Consideraciones Clave para Trabajadores Pensionados
Cotizaciones Voluntarias y la Re-Jubilación
Quienes desean mantener el aporte previsional pueden hacerlo en forma voluntaria. Este proceso se conoce como re-jubilación. Al acumular nuevos fondos en la cuenta de capitalización individual después de pensionarse, se puede recalcular los ahorros y acceder a una pensión adicional o percibir el monto como parte de la pensión cada año, aumentándola levemente. También puede ser retirado como Excedente de Libre Disposición, si el jubilado tuviera esa facultad.
El mayor incentivo de seguir cotizando después de haber jubilado tiene que ver con no aumentar los ingresos afectos a gravámenes, ya que se trata de un ahorro no afecto a impuesto. Sin embargo, se debe tener cuidado porque sumar el sueldo y la pensión puede aumentar los impuestos.

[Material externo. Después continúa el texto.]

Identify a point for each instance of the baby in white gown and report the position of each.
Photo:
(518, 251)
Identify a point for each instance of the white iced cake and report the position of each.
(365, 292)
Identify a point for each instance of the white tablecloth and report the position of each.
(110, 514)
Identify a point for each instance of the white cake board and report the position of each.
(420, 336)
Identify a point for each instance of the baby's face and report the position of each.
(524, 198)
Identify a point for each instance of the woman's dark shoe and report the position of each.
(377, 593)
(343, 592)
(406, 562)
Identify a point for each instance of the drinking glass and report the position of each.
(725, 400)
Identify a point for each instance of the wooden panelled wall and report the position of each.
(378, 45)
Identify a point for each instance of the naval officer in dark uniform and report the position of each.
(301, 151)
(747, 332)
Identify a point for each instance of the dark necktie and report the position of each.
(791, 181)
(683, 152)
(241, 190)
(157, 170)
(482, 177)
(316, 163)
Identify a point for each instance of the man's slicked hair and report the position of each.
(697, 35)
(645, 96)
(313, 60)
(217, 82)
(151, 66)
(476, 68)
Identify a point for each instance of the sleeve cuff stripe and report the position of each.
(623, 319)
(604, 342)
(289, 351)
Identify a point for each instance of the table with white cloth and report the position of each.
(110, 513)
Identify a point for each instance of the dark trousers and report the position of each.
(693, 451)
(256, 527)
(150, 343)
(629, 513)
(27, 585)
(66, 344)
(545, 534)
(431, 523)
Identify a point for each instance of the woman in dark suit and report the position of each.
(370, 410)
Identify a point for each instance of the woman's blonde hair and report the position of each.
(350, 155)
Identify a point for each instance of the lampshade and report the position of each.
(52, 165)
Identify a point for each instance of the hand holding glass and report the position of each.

Derecho a Licencias Médicas y Subsidios
Si un pensionado que sigue trabajando decide cotizar voluntariamente en su AFP, seguirá teniendo derecho a subsidio por licencia médica. El hecho de que se hagan imposiciones da derecho a que cuando se tengan licencias médicas se paguen esos días. Para tener derecho al pago de subsidio por licencia médica, el trabajador debe tener un mínimo de seis meses de afiliación al sistema previsional.
Riesgos Fiscales: Impuesto Global Complementario
Al recibir una pensión y un sueldo al mismo tiempo, el Servicio de Impuestos Internos (SII) suma ambos ingresos. Esto puede hacer que el trabajador salte de tramo en el Impuesto Global Complementario, obligándole a pagar montos elevados que no tenía contemplados. Por esta razón, contar con asesoría previsional experta antes de tomar una decisión es fundamental para proteger el patrimonio y realizar una planificación tributaria adecuada.
¿Qué hacer si no se han pagado las cotizaciones previsionales?
Si un empleador no ha pagado las cotizaciones previsionales, las sumas adeudadas deben ser pagadas por la empresa y reajustarse conforme al IPC, aplicando además un interés penal. En estos casos, es fundamental comunicarse con la AFP y, si es necesario, buscar asesoría legal.
Recomendaciones Adicionales
Postergar la edad de jubilación es una recomendación de los expertos para quienes buscan aumentar el monto de su pensión. Según la Asociación de AFP, por cada año que se retrase este trámite, la asignación a recibir puede crecer en torno al 10% en el caso de los hombres y de 8% en las mujeres.
No obstante, muchos seniors optan por jubilarse a la edad legal y deciden seguir trabajando, ya sea para aumentar sus ingresos mensuales o bien para mantenerse activos. Es vital tomar una decisión informada analizando los ingresos, impuestos y metas personales.